# Obtaining Benjamin Zander/Boston Philharmonic Orchestra Mahler 6 Recording Online



## AMTK62 (Jun 21, 2009)

Hello everyone,

My name is Michael and I am reasonably new to the music of Gustav Mahler. I am totally blind, and I use screen-reading software to access the computer. I compose classical music, and was introduced to Mahlers sixth in November 2008, during my junior year of high school.
I have baught many a recording of Mahler 6; I probably have at least ten sixths on my computer, purchassed through iTunes and Amazon MP3.

I have heard that the Benjamin Zander/Boston Philharmonic Orchestra Mahler 6 is "the one to get"; I am very interested in this, especially for Zanders great recognition of the hammer blows in the Finale--all three of them! I have heard his Philharmonia Orchestra remake, and have heard a very low-quallity version of the BPO recording. However, I can find no place to download in digital format a copy of this album...only to buy a CD of it
Does anyone know where I can get a digital copy of this recording?

Thank you,
Michael


----------



## Mirror Image (Apr 20, 2009)

AMTK62 said:


> Hello everyone,
> 
> My name is Michael and I am reasonably new to the music of Gustav Mahler. I am totally blind, and I use screen-reading software to access the computer. I compose classical music, and was introduced to Mahlers sixth in November 2008, during my junior year of high school.
> I have baught many a recording of Mahler 6; I probably have at least ten sixths on my computer, purchassed through iTunes and Amazon MP3.
> ...


Do you know how many recordings of Mahler's 6th symphony there are? Zander would be on the bottom of my list. The people who directed you to this Zander recording are clearly misguided. It's a good recording, but I don't consider nowhere near the best. It's towards the bottom of my list.

Seek out Chailly, Bertini, Abbado, Rattle, Bernstein, Solti, Kubelik, and Tennstedt first.


----------



## Toccata (Jun 13, 2009)

I see that you already have about 10 copies of this symphony by other conductors/orchestras, and that you only want advice on where you might be able to download an MP3 copy of the Zander/Boston version.

I believe it is possible to download an MP3 copy from Concordmusicgroup. I found this by googling " Mahler Symphony 6 MP3 Zander".


----------



## AMTK62 (Jun 21, 2009)

Thank you very much for the info!


----------



## AMTK62 (Jun 21, 2009)

Hi,

I am actually looking for his Boston Philharmonic release...LOL, I have already got this Philharmonia recording.


----------



## Mirror Image (Apr 20, 2009)

AMTK62 said:


> Hi,
> 
> I am actually looking for his Boston Philharmonic release...LOL, I have already got this Philharmonia recording.


See post #2.


----------



## BuddhaBandit (Dec 31, 2007)

I did some research, AMTK62, and found that the Zander/BPO recording is on Carlton Classics.
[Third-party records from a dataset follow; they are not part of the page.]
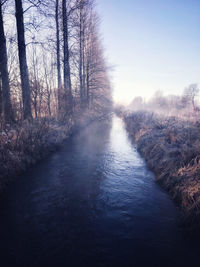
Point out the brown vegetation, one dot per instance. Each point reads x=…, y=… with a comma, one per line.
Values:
x=171, y=148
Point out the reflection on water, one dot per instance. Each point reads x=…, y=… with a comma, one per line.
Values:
x=93, y=203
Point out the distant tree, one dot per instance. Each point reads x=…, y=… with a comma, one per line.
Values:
x=5, y=87
x=26, y=96
x=66, y=59
x=190, y=94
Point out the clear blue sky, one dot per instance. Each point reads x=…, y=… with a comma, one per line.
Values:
x=153, y=44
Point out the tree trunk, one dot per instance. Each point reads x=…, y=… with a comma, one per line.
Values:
x=23, y=61
x=58, y=44
x=6, y=102
x=66, y=66
x=81, y=58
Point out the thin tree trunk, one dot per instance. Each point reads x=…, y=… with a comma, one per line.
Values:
x=66, y=67
x=58, y=44
x=26, y=97
x=81, y=58
x=6, y=102
x=59, y=81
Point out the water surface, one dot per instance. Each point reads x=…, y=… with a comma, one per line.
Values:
x=92, y=203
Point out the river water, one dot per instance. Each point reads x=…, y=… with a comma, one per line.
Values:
x=92, y=203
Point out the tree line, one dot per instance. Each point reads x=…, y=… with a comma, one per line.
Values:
x=51, y=59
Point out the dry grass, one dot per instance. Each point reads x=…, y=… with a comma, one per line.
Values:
x=28, y=142
x=171, y=148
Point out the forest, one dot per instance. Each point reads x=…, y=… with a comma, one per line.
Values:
x=53, y=73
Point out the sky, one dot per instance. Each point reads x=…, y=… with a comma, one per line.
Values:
x=152, y=45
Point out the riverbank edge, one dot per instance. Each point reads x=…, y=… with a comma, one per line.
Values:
x=181, y=181
x=48, y=136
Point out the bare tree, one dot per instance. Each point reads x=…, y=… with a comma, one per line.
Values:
x=6, y=102
x=23, y=61
x=66, y=60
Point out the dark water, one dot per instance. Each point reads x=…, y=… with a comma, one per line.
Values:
x=93, y=203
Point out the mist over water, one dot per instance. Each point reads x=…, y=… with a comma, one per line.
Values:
x=92, y=203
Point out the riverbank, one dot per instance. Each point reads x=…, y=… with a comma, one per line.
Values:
x=171, y=148
x=28, y=142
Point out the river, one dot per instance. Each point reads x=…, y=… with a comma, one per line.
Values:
x=92, y=203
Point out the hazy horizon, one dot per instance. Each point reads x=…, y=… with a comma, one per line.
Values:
x=154, y=45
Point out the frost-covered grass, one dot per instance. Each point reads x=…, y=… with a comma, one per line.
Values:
x=171, y=148
x=25, y=143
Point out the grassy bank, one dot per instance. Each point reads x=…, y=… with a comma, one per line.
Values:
x=26, y=143
x=171, y=148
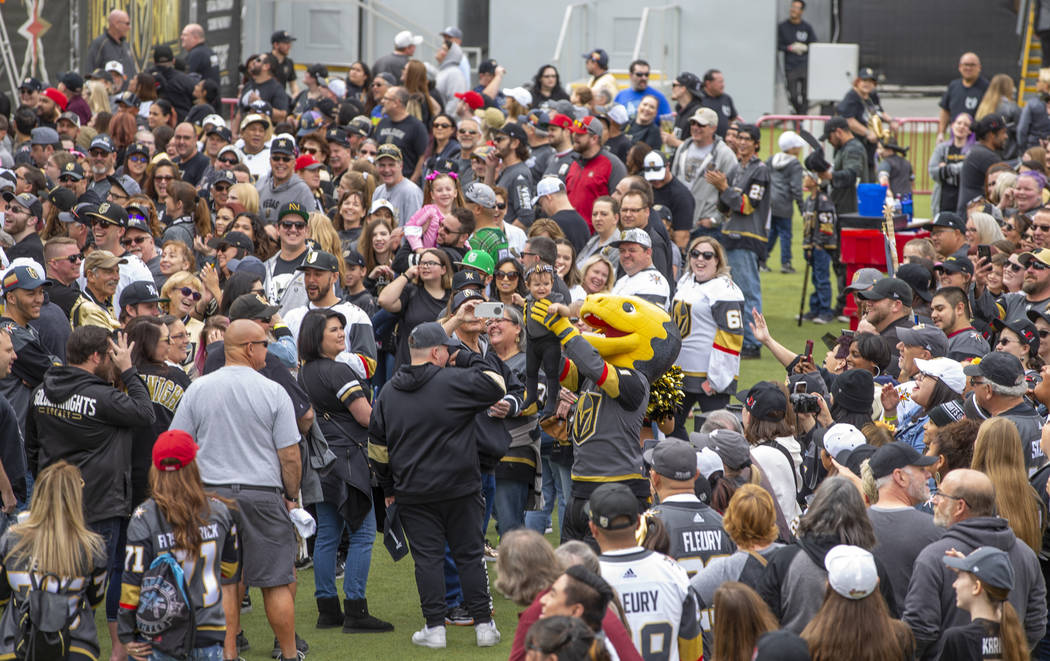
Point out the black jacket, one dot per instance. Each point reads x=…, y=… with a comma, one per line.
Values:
x=77, y=417
x=422, y=436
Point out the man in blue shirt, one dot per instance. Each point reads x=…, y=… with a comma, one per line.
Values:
x=631, y=97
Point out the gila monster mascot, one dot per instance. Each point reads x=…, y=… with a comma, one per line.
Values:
x=611, y=371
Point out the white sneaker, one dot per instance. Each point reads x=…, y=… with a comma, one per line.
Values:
x=433, y=637
x=487, y=634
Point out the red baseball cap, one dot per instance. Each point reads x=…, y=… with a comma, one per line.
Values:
x=59, y=99
x=473, y=99
x=307, y=162
x=173, y=444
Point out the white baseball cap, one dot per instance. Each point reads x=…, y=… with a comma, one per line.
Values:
x=405, y=39
x=949, y=371
x=851, y=571
x=653, y=167
x=840, y=439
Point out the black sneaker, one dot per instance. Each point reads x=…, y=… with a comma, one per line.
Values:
x=459, y=617
x=300, y=646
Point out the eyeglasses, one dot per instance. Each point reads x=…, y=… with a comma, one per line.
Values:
x=74, y=259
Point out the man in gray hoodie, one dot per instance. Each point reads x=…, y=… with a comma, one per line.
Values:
x=449, y=81
x=965, y=505
x=282, y=186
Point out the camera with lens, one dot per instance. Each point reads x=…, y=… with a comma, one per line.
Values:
x=804, y=403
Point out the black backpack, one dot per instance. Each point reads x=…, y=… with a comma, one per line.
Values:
x=43, y=620
x=165, y=616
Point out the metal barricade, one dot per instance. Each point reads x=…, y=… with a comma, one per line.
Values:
x=917, y=133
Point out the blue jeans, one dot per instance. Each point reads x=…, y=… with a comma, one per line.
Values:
x=820, y=299
x=509, y=503
x=557, y=483
x=213, y=653
x=330, y=527
x=743, y=264
x=780, y=228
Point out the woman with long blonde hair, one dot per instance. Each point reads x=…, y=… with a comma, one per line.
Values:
x=196, y=528
x=55, y=539
x=998, y=453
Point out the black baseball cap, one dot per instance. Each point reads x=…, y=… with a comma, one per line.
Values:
x=897, y=454
x=949, y=219
x=252, y=306
x=141, y=292
x=612, y=506
x=764, y=401
x=887, y=288
x=319, y=260
x=1000, y=367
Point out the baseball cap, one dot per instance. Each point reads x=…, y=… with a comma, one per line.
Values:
x=864, y=279
x=672, y=457
x=833, y=125
x=405, y=39
x=919, y=278
x=480, y=194
x=44, y=135
x=634, y=235
x=111, y=213
x=600, y=57
x=140, y=292
x=852, y=571
x=956, y=264
x=478, y=259
x=431, y=334
x=613, y=506
x=842, y=439
x=471, y=99
x=22, y=277
x=319, y=260
x=653, y=167
x=988, y=564
x=293, y=208
x=102, y=259
x=731, y=446
x=389, y=150
x=897, y=454
x=1000, y=367
x=928, y=337
x=252, y=306
x=764, y=401
x=548, y=186
x=888, y=288
x=173, y=444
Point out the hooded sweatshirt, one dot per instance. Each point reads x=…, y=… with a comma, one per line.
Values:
x=929, y=609
x=273, y=197
x=449, y=81
x=78, y=417
x=422, y=436
x=785, y=184
x=795, y=581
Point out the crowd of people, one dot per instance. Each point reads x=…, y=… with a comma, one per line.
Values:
x=240, y=342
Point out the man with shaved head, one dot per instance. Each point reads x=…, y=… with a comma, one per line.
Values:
x=112, y=45
x=246, y=428
x=965, y=505
x=200, y=58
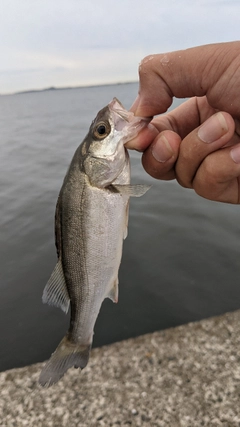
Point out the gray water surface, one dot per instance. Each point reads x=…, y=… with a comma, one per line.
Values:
x=180, y=260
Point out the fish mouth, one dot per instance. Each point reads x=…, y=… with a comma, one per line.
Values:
x=125, y=121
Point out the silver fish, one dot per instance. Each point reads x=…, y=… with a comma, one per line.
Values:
x=90, y=225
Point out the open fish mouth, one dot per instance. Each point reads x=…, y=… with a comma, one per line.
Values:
x=126, y=119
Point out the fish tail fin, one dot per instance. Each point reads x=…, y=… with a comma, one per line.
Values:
x=66, y=355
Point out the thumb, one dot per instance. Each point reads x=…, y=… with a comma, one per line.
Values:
x=160, y=157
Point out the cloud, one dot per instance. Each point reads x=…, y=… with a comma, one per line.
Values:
x=62, y=42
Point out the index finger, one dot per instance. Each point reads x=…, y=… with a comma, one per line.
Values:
x=205, y=70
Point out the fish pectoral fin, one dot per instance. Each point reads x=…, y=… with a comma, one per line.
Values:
x=135, y=190
x=55, y=292
x=113, y=293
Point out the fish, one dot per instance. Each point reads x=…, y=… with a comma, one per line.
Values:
x=91, y=221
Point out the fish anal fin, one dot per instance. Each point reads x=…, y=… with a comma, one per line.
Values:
x=135, y=190
x=55, y=292
x=67, y=355
x=113, y=293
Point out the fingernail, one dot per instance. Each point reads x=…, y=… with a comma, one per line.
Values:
x=235, y=154
x=215, y=127
x=162, y=150
x=135, y=104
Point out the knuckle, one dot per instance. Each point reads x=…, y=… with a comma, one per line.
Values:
x=145, y=64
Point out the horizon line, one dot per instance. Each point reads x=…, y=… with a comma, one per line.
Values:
x=21, y=92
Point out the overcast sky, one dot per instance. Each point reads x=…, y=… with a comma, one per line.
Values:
x=82, y=42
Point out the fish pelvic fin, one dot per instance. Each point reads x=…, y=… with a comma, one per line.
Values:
x=66, y=355
x=55, y=292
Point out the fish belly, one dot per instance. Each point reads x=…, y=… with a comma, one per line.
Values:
x=92, y=254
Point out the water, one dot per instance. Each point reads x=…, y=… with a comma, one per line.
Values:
x=180, y=260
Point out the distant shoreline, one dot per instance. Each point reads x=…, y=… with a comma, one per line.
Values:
x=52, y=88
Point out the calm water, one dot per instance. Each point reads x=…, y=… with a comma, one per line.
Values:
x=180, y=260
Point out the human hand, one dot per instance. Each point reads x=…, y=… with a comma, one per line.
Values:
x=198, y=143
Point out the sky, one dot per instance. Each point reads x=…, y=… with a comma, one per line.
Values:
x=67, y=43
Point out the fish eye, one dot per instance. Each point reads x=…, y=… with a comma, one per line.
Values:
x=102, y=130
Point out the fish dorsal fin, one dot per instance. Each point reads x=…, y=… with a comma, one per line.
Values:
x=136, y=190
x=113, y=293
x=55, y=292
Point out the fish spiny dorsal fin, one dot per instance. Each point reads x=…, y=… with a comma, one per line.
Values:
x=55, y=292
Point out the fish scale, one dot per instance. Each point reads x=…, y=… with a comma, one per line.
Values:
x=90, y=225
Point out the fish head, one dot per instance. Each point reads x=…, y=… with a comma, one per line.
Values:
x=105, y=154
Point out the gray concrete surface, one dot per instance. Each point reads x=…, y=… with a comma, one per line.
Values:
x=186, y=376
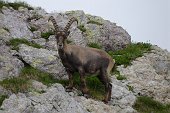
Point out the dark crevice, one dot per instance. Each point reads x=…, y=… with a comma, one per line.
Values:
x=21, y=59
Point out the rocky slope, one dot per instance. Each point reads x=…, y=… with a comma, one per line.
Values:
x=148, y=75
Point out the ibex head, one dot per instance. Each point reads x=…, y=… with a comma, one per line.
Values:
x=61, y=35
I can't find any Carlton Classics releases available for download, so I would imagine that the Zander Mahler 6th recording is only available on CD. Download stores sign contracts with labels, so until Carlton agrees to release recordings digitally, there is probably no way to obtain a digital copy of the Mahler recording. So:

Can you buy the CD and have someone import it to your computer for you? or
Would you be willing to use (gasp) pirate sources like Rapidshare or BitTorrent?


----------



## christmashtn (Aug 29, 2009)

Well its near the top of my list!


----------